The Empowered Christian Life, by J. I. Packer
Miracles of New Creation
The coming of Christ the Savior has meant the outpouring of the Spirit on the church and on the world. And the Holy Spirit comes with power. In the New Testament we see this power manifested in all the aforementioned modes: the ability to perform set tasks and overcome temptation, the ability to impact others through preaching and witness, and the ability to act as a channel for God’s power in miracles, healings, and the like. Let us consider each of these three modes, in reverse order.
First, in the gospels, we encounter works of power in the physical realm, including miracles of nature and healings of all sorts. The scriptural phrase “signs and wonders” describes them.

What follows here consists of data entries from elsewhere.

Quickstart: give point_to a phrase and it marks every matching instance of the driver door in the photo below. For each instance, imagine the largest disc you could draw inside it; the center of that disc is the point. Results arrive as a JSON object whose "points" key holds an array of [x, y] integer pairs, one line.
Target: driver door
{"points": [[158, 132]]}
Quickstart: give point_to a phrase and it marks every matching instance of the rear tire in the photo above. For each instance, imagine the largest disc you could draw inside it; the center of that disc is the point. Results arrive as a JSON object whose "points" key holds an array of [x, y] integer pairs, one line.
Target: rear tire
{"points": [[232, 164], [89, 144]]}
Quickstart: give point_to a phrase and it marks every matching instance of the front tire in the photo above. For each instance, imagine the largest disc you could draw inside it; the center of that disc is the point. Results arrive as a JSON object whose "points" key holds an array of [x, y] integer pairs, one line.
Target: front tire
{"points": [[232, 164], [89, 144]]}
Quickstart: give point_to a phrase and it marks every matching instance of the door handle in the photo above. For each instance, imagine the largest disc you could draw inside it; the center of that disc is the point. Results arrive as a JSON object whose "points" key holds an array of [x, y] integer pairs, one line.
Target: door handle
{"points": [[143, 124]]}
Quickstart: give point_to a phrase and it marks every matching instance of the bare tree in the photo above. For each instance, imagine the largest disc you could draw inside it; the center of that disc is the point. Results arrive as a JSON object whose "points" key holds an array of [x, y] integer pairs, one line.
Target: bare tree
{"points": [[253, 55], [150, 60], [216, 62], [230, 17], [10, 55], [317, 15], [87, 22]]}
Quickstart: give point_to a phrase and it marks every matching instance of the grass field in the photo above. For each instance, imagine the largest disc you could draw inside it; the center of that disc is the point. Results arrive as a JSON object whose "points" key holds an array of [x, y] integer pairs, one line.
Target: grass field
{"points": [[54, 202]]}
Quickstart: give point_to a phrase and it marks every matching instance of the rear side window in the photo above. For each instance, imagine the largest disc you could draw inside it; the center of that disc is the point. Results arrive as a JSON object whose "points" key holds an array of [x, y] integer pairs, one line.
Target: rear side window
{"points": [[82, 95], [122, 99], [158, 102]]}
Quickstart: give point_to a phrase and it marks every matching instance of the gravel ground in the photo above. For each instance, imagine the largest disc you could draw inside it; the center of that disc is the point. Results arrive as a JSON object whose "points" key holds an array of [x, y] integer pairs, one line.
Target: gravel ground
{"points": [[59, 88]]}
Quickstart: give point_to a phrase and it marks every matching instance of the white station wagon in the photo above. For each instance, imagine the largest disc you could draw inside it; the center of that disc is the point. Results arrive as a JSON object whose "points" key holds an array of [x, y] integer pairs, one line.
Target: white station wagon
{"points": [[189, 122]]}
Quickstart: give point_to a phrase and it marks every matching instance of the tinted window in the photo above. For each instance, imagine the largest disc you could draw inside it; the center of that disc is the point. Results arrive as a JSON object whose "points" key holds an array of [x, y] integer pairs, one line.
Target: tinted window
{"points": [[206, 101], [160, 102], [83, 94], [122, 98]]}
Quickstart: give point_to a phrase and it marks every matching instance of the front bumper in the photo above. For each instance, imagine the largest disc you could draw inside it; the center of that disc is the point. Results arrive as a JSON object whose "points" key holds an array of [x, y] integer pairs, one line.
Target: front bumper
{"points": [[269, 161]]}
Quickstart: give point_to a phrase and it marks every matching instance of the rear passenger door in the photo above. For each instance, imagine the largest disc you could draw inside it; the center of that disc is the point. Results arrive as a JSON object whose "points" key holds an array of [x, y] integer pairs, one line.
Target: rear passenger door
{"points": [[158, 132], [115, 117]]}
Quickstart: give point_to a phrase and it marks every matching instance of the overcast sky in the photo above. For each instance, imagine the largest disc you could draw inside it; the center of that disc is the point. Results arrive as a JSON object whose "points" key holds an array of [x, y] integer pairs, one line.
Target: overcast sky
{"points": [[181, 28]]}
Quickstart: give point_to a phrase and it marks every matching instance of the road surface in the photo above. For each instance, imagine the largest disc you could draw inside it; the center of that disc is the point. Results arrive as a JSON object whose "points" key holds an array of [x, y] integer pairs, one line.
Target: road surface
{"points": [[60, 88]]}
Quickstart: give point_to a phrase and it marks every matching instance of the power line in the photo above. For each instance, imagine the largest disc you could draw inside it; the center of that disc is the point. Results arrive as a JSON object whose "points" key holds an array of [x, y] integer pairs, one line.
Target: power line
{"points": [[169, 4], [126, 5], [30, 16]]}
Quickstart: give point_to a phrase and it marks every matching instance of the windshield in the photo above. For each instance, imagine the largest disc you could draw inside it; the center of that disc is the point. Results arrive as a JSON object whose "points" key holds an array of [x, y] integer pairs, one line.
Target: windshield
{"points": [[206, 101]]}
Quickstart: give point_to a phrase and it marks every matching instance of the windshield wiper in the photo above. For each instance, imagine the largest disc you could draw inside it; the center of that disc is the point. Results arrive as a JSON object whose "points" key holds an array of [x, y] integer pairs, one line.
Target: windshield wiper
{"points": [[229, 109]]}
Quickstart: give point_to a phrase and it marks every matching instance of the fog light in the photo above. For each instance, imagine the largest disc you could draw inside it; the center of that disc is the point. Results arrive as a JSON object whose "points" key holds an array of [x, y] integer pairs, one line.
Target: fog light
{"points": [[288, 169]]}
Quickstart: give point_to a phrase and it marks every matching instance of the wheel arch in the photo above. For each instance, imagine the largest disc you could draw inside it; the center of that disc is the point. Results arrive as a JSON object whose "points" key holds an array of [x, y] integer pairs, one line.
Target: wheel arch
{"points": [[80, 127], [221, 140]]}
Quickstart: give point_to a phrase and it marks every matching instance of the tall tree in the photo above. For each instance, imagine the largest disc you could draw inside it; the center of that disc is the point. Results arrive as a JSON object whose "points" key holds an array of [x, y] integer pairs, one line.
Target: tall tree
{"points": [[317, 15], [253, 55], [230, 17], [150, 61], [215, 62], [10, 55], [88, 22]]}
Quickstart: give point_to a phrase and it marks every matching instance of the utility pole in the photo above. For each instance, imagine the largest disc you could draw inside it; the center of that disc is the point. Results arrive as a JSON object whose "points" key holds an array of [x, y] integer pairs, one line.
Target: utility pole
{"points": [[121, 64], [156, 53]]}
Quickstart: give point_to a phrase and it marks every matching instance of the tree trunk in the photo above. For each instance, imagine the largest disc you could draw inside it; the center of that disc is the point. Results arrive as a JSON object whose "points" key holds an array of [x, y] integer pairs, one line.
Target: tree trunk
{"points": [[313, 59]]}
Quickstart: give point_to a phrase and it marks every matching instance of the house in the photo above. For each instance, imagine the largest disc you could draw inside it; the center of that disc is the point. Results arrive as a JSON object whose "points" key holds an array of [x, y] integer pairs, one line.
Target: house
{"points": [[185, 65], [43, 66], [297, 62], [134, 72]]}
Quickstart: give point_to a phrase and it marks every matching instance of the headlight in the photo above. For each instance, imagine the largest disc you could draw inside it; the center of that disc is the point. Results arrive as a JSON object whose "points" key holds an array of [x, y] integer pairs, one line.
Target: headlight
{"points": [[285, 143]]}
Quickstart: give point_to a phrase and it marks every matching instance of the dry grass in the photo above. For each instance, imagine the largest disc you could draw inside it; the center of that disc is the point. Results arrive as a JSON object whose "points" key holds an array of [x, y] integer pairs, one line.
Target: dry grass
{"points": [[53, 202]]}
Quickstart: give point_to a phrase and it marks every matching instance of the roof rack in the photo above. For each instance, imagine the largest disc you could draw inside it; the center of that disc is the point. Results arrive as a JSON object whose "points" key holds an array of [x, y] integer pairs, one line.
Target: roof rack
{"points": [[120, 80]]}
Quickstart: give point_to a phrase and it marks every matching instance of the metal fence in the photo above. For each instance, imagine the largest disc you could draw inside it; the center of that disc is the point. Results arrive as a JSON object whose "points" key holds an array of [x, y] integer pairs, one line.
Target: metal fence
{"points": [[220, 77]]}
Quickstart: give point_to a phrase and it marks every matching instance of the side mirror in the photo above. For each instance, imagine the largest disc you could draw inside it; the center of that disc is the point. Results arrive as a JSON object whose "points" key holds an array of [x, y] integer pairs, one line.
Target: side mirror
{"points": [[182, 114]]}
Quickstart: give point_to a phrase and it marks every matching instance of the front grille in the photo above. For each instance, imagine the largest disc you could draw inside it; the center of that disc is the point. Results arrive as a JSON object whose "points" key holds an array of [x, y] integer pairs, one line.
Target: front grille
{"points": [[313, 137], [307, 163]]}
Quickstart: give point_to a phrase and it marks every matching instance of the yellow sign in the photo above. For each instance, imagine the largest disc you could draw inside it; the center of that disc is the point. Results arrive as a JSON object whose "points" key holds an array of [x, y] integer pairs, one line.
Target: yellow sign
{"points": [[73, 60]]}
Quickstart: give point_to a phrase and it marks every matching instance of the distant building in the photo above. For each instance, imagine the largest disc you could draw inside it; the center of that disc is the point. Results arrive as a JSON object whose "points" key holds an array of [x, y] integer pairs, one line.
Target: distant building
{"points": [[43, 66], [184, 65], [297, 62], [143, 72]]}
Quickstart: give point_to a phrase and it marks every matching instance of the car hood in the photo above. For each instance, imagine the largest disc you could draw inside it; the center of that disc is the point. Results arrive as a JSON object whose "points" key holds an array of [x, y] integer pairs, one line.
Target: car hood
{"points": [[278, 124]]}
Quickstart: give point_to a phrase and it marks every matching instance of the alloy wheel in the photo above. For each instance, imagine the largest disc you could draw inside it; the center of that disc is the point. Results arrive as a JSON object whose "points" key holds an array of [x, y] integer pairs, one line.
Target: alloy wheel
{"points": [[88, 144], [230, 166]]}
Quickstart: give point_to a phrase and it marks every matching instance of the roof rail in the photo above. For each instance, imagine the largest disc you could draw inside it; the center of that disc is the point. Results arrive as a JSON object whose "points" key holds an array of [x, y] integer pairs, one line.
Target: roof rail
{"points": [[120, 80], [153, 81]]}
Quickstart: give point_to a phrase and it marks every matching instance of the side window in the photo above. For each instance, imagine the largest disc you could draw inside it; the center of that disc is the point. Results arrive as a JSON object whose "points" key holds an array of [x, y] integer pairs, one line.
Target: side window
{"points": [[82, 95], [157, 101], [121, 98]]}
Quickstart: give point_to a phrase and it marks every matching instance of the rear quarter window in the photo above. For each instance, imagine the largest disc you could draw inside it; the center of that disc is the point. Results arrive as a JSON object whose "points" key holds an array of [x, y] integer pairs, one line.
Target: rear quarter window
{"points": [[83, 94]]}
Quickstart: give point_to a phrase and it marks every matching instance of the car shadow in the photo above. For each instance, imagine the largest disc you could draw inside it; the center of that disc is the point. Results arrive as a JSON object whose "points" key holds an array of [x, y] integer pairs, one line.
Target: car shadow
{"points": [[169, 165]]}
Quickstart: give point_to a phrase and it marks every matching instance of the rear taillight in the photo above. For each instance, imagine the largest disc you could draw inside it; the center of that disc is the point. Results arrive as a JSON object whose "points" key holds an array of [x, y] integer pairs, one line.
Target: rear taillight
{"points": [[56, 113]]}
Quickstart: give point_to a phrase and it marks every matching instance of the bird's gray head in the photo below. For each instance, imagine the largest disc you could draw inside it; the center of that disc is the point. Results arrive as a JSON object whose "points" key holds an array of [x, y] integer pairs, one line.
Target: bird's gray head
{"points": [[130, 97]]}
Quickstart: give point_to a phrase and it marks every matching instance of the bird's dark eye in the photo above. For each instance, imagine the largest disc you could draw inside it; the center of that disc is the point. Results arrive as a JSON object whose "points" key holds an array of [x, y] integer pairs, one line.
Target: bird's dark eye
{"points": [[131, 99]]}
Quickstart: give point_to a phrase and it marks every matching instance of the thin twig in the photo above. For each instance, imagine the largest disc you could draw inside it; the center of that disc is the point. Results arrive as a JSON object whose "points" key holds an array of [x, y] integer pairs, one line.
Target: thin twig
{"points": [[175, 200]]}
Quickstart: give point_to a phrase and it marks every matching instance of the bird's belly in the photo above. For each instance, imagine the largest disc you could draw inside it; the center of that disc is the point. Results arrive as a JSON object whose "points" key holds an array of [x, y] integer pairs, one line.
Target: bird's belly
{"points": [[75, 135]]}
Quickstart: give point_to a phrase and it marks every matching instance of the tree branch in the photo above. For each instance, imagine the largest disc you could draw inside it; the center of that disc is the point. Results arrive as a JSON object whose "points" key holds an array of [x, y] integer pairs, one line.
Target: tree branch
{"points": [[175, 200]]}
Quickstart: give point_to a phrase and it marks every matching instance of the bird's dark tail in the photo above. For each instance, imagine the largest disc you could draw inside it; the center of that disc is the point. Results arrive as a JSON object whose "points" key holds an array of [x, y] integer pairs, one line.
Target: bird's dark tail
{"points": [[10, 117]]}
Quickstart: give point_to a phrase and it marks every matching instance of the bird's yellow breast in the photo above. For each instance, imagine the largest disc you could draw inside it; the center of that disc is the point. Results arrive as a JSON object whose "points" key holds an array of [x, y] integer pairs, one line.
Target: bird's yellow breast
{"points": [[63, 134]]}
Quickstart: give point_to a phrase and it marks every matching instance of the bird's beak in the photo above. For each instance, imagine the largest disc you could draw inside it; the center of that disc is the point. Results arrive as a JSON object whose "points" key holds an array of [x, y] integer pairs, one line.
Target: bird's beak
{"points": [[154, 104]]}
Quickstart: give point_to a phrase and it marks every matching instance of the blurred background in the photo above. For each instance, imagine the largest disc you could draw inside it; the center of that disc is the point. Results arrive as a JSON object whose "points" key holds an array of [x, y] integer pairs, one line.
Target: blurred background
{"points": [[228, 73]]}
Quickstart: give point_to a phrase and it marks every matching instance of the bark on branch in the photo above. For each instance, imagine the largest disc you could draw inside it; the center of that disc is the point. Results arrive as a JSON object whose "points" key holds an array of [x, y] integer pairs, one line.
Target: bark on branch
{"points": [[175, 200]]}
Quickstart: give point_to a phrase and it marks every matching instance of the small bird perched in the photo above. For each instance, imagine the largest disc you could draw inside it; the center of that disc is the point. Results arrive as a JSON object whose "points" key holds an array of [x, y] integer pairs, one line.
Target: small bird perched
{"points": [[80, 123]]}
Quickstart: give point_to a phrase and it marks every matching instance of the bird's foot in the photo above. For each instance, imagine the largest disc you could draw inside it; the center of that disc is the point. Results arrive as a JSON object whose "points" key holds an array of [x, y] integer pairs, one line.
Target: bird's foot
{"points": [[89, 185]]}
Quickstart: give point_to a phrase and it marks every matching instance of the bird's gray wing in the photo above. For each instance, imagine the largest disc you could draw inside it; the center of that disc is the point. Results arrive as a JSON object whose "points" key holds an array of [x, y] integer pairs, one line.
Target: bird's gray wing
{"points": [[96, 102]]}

These are, to use C.S. Lewis’s apt phrase, “miracles of the new creation,” in which the power of God that created the world works again to bring something out of nothing, that is, to cause an inexplicable state of affairs in terms of what was there before. Everyone knows you cannot get food for five thousand out of five loaves and two fishes, but Jesus did it. Everyone knows you cannot bring the dead back to life, but Jesus on three occasions brought the dead back to life.
To be sure, these three “raisings from the dead” were only resuscitations; in each case, the person died again a little further down the line. Jesus, however, rose from the dead never to die again. His resurrection is an even more remarkable miracle of new creation—indeed, the normative one: Christ is the first fruits, the beginning of the new creation of God, as the New Testament itself says.
Words of Power
One reads on in the New Testament and finds, second, that words of power in Christian communication are very much a part of the gospel story and of the story of the new church. Luke is particularly interested in the power of God, and there are several texts in Luke that are significant here.